Results and discussion

The overexpression of native genes ylXDH, ylXR, and ylXK is sufficient for efficient growth in xylose

Recently, we found that Y. lipolytica Po1d was able to growth in xylose due to the overexpression of XDH and XR from S. stipitis and native XK. Here, we investigate the ability of native XDH and XR to allow growth in xylose. With this aim, we amplified these two genes and placed them under the control of the strong, constitutive TEF promoter. The modified strain, which contains the overexpression cassettes of ylXDH, ylXR, and ylXK, was able to grow in xylose as well as the wild type grows in glucose (similar growth rate), and it grew even slightly better than the strain overexpressing the heterologous genes (shorter lag phase) (Fig. 1a, b; Additional file 1: Figure S1).
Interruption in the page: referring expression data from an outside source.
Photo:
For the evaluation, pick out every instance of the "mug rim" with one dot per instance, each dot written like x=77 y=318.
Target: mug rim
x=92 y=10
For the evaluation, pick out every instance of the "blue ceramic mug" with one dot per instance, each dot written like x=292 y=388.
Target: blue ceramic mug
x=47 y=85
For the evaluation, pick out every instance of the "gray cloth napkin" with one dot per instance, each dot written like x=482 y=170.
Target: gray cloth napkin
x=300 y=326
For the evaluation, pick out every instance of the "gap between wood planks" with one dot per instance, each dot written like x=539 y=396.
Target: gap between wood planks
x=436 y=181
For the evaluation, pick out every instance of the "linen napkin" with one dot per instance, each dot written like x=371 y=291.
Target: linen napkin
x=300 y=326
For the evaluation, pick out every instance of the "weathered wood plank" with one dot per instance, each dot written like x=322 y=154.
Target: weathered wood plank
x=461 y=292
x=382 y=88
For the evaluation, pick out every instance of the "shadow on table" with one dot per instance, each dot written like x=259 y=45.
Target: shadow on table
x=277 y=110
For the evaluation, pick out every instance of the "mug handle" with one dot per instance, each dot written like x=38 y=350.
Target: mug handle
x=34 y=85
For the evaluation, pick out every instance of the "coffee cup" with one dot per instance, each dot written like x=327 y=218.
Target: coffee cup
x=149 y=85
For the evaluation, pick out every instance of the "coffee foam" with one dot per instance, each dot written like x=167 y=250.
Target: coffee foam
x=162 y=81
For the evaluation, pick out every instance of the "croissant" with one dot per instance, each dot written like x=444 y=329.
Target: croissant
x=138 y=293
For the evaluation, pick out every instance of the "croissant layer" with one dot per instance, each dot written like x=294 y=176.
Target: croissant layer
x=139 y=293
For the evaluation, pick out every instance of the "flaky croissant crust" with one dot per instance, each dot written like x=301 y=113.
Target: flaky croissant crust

This strain will be referred to in the paper as ylXYL+.

Fig. 1
figure 1

Growth of different strains in xylose or a mixture of glucose and xylose. Bar plot representation of the growth rate (a) and the lag phase (b) of different Y. lipolytica strains. The absence of a bar means that no growth was detected. The values represent the average growth rate (1/h) or lag phase (h) and the standard deviation of at least two replicates growing in microplates. The strain named Po1d is a prototroph-derived strain. Minimal media was used with xylose as a carbon source, unless the carbon source is specified in the figure as glucose. Behavior of the strains ylXYL+ (c) and ylXYL+Obese (d) growing in a mixture of glucose and xylose. The graphics show the consumption of substrates (xylose and glucose, g/L), DCW (g/L), and production of metabolites (xylitol-XOH and citric acid-CA, g/L)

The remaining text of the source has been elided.